Una vez, hablando con una escritora relativamente conocida, me dijo que le gustaría leer mis versos, pero con todas las correcciones hechas antes de terminarlos. Decía que leyéndolos de esa manera, podría llegar a la esencia del texto y entender como habían sido creados. Esto me dejó pensando por un tiempo y después, siempre pensando, imaginé, qué podría suceder si la vida fuese un texto corregible. Si pudiéramos tomar nuestra propia historia y cambiarla, alterarla, modificarla en cada momento, sin que quedara huella del pasado. En realidad, cuando leemos, leemos la última versión y no sabemos de todos los cambios, que la han precedido. Por otro lado, no existe un pasado sino múltiples pasados que se adaptan a nuestra situación actual y nuestros planes futuros. La memoria por ejemplo está sometida a continuas reescrituras y el pasado en pocas palabras es la memoria que conservamos de éste.

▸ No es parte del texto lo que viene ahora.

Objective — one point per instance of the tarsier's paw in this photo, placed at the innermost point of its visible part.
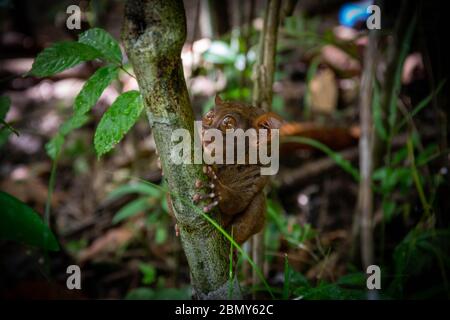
(207, 191)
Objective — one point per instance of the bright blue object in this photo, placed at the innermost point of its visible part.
(352, 13)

Las personas cambian su historia y su identidad y al hacerlo caen en contradicciones con lo que otras personas recuerdan de su pasado y en ese sentido somos una liviana mentira. Me sucede a menudo, mientras estoy hablando con una persona, trato de imaginar cómo ha cambiado y en qué medida, la historia que representa, refleja o no refleja su pasado. Trato de entender, descubrir las partes de su historia que han sido editadas recientemente, como si fuera un libro y uno pudiera volver mágicamente a la versión precedente. A veces pienso en la biblia, en las incontables ediciones cada una alterada según ciertas exigencias que son ajenas al libro mismo y su narración. Observo esta secuencia de cambios en contraposición con la idea de que es un libro santo que representa por excelencia lo inmutable, la palabra de Dios. La biblia ha sido una traducción de una traducción sin que exista un libro que represente la versión original, pues esta es una recopilación de historias que pasaban de boca en boca antes de convertirse en una serie de textos, que han sido pensantemente editados. Nuestra historia se asemeja a la historia de la biblia en este sentido.

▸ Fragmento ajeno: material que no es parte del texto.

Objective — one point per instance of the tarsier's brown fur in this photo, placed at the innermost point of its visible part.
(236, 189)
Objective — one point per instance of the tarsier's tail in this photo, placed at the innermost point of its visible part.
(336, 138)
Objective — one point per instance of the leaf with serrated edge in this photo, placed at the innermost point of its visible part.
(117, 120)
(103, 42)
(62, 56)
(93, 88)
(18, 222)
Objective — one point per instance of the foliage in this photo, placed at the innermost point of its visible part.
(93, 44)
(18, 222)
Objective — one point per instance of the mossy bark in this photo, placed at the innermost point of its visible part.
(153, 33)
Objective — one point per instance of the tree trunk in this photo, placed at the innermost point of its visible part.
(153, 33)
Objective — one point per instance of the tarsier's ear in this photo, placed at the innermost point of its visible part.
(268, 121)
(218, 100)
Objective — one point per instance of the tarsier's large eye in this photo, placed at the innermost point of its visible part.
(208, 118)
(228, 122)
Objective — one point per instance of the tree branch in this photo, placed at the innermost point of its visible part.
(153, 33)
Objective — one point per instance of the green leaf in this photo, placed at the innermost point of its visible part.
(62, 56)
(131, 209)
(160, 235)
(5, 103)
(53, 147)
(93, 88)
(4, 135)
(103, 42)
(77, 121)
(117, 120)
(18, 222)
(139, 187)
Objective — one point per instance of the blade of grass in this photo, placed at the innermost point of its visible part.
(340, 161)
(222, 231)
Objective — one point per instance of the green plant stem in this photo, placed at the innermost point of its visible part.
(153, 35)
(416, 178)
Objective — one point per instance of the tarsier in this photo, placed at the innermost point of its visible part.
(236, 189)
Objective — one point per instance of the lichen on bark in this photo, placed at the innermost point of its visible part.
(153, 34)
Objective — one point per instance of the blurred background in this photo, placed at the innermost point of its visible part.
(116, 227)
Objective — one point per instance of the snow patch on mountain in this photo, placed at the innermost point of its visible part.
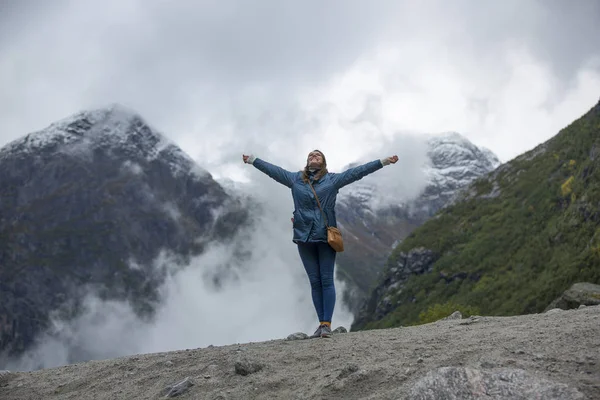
(452, 162)
(109, 128)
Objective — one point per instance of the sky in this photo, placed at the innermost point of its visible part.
(357, 80)
(222, 78)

Volviendo a mis escritos, debo reconocer que los escribo rápidamente con pocos cambios. A veces descubro algunos errores o aspectos que podrían ser mejores y los cambio. Existen algunos sistemas de escritura que conservan todas las copias de un texto y pulsando un botón con la opción «edit» nos permite ver todas las versione precedentes. Es decir, la historia del texto y cada una de ellas puede ser fácilmente actualizada. Imaginemos si pudiéramos hacerlo con nosotros mismos. O si pudiéramos existir en varias versiones paralelas adaptándonos a diferentes personas y sus preferencias. En realidad, estas adaptaciones existen, pero desgraciadamente en pocas ocasiones nos damos cuenta de qué versión tenemos por delante.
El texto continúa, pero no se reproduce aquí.